I don’t come from a Christian family and I don’t have a close circle of Christian friends. But I have found actually the opposite since I myself have become a Christian- a loving family who supports me and close agnostic or atheist friends who always seem to have the right words to say. This is perplexing to me. But it teaches me that prostitutes and tax collectors are entering the kingdom of God before some of us.
I am learning that calling ourselves Christians means absolutely nothing. That we hide in our bibles. That like Ghandi said so poignantly,
I like your Christ, I do not like your Christians. Your Christians are so unlike your Christ.
And so back to Job, my honorable martyrdom slowly dissipated as the pain in my body increased. I was unable to sleep, exercise or work in peace. I was sick of being sick and the bad things kept coming. Life still was going on, and my kids kept going as if nothing was going on at all. They reminded me of Ghandi’s quote, it reminded me of us.
So I tried to hate God last night and couldn’t, I tried to get mad at Him instead. But I realized that I had nowhere else to go and was over the asking of why God why. I was not wallowing in self-pity but perplexed by the pain and suffering of this life, it doesn’t feel good, I don’t want it. But this time I was able to recognize it for what it was, lean into it instead of away from it, and put my big girl panties on and just deal with it.

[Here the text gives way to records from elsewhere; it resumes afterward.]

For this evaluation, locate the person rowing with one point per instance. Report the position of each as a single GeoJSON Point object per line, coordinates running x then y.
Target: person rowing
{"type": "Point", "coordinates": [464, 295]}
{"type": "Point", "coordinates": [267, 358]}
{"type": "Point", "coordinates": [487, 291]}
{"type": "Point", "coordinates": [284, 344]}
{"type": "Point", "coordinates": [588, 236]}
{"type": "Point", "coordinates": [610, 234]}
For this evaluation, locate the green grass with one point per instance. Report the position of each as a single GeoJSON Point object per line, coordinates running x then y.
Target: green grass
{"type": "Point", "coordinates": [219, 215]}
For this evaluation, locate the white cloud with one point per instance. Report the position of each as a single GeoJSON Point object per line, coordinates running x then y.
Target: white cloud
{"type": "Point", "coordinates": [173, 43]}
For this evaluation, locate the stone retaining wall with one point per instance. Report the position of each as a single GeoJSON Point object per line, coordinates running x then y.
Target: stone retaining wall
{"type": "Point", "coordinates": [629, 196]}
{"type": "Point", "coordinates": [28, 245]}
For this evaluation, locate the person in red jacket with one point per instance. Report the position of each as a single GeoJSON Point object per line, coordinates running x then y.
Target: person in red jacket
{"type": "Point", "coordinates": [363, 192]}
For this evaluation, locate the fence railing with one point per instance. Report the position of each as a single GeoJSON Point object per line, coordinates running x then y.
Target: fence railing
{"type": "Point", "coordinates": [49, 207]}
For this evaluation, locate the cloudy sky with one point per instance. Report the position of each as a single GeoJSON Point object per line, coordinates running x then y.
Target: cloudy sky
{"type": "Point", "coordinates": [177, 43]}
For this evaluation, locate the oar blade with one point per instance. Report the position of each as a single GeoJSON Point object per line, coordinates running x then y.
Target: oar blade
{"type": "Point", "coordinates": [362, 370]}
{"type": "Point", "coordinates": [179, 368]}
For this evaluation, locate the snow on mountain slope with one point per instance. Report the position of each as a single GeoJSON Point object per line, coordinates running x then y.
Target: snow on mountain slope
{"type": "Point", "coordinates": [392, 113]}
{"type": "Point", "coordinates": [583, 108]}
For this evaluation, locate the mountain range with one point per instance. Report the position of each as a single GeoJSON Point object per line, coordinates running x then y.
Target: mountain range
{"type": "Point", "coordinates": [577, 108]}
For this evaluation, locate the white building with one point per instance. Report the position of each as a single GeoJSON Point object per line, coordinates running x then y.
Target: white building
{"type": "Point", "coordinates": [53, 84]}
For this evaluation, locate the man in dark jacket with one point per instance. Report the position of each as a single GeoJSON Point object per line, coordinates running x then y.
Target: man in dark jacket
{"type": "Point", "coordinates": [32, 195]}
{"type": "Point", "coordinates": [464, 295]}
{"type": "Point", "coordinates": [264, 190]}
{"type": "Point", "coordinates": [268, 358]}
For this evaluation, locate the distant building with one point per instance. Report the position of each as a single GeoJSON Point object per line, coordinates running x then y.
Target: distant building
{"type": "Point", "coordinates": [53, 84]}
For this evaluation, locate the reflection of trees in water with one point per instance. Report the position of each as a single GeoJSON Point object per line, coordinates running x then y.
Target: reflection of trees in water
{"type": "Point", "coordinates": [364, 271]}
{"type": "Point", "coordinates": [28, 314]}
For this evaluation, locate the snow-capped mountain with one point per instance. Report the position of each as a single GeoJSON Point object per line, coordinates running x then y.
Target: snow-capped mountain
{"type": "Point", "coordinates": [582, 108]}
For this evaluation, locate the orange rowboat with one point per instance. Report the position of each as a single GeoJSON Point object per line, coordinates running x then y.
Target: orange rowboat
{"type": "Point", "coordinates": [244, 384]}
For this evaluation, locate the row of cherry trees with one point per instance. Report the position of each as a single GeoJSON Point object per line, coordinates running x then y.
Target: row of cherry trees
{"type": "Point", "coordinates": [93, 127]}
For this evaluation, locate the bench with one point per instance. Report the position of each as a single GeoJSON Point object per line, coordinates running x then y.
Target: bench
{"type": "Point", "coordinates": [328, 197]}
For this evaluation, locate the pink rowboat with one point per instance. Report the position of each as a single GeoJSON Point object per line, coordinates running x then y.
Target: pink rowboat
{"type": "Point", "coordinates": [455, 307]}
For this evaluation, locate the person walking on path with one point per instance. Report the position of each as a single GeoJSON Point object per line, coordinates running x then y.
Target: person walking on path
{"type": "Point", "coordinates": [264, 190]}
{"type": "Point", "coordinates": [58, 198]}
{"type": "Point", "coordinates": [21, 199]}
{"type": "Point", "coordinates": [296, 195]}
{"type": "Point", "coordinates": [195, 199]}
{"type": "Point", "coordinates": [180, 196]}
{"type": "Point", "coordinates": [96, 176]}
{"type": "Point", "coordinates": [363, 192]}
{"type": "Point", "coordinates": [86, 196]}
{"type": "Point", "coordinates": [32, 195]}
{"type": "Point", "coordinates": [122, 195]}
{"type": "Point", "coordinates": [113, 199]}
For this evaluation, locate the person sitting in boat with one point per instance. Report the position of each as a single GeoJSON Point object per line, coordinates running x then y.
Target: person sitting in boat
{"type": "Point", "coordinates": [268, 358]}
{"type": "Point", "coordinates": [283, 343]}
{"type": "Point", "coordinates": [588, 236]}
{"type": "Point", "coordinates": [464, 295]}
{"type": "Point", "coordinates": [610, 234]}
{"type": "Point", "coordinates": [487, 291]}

I’m sick of a Christianity that does not recognize Jesus, that is theologically based and not spiritually based, that presupposes that attending mass makes you a good Christian. The church can be a hurtful place- and I am not just speaking of the Catholic church, I am speaking of our ecumenical universal church. Where we listen to scripture week in and week out, then form our cliques, keep to ourselves, withhold forgiveness, and God forbid go out into the world and love people despite all of their faults and weaknesses. I wanted to jump off the ledge in my mind, but God even kept me from that.
Though he slay me, yet will I hope in him; I will surely defend my ways to his face.
I asked my agnostic friend to send me a picture of his peaceful farm. It was the best part of my day. Because we are to see to it that no one be deprived of the grace of God, except for the fact that my agnostic friend was extending grace to me by showing me my God.
If you’ve been in the same place, if you’ve disavowed your trials, if your friends are all Christians, you’re probably doing something wrong. If your forgiveness is conditional, if you don’t move, you’re definitely doing something wrong. I don’t know that I’ll ever learn to love my trials, but I don’t have to. God says I just have to endure them and be trained by it.